Provost Terry King said 31 projects were completed throughout the past two years were nominated for awards.
Five awards were given out, a number that King said was increased from four due to the outstanding array of nominated programs.
Winning projects received $2,500 for each faculty member involved in the project. Each department that had a faculty representative also received $2,500 to use for faculty development, King said.
“It is rewarding to know that someone recognizes what we are doing,” said Winnie Mucherah, a faculty member involved with the project “Schools Within Context of Community.”
“[The award] makes [the project] more significant. So it isn’t just something we are doing — we enjoy doing it — but we just want to have the support of the university,” Mucherah said. “I think this will make us more zealous.”
Michael Daehn, an associate professor of theatre education, said he came to the event in order to root for colleagues and was unprepared to actually receive an award.
“This is just what we do,” Daehn said. “We got together to create this thing.

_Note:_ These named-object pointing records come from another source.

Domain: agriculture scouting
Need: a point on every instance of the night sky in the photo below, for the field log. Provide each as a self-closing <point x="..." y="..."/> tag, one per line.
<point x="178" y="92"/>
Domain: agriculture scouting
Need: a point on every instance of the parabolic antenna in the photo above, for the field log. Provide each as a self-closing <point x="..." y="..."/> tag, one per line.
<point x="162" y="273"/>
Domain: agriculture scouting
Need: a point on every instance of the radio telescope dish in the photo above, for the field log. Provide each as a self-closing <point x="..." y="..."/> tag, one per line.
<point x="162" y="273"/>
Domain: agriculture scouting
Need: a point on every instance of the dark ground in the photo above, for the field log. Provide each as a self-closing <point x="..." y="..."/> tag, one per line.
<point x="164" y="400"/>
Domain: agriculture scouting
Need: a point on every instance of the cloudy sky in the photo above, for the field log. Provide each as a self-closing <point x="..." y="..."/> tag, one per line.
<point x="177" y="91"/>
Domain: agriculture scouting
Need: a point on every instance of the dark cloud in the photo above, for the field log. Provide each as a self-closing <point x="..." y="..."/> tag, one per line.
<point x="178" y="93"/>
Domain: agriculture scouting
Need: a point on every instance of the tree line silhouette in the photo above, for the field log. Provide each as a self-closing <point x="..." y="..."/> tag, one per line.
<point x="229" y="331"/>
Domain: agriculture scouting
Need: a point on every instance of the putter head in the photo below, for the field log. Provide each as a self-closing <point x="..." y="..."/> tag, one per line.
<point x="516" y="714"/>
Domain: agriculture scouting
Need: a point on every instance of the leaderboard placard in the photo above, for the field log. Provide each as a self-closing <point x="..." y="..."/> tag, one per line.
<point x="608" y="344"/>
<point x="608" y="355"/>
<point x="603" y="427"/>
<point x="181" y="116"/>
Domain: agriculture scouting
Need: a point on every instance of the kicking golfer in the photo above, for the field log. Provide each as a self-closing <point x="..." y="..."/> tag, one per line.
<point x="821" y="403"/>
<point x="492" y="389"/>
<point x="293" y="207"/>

My partner said it can help kids so I said, ‘Well we had better do it then.’”
Gora said the most important aspect of immersive learning projects is taking what students learn in the classroom and putting it to work in the community.
“What immersive learning projects do is require students to work in a team and do something of value,” Gora said. “That is, in a sense, what the workplace is all about.”
Adam Vaughn, a senior philosophy major and an associate editor of Stance, a philosophy-based publication that received an award Tuesday, said working entirely with undergraduates and within groups gave him management skills he had never used before.
“This experience allows me to know how to work with philosophy rather than just do philosophy,” Vaughn said.
Judy Huhn, who works for Building Better Communities, an office that helps community businesses partner with immersive learning projects, said she sees students working in the very businesses they had formerly volunteered with.
“Students say, ‘I just got out of an interview and the only thing I talked about was my immersive learning project,’” Huhn said.
Huhn saidthe best part of these projects, and why students should become involved, is the sense of community and the ability for students to help grow the community they work in.
“When you can see young talent going into non-profit organizations and those organizations are helping to build up the community or stimulate the economy, that is an incredibly powerful feeling,” said Huhn.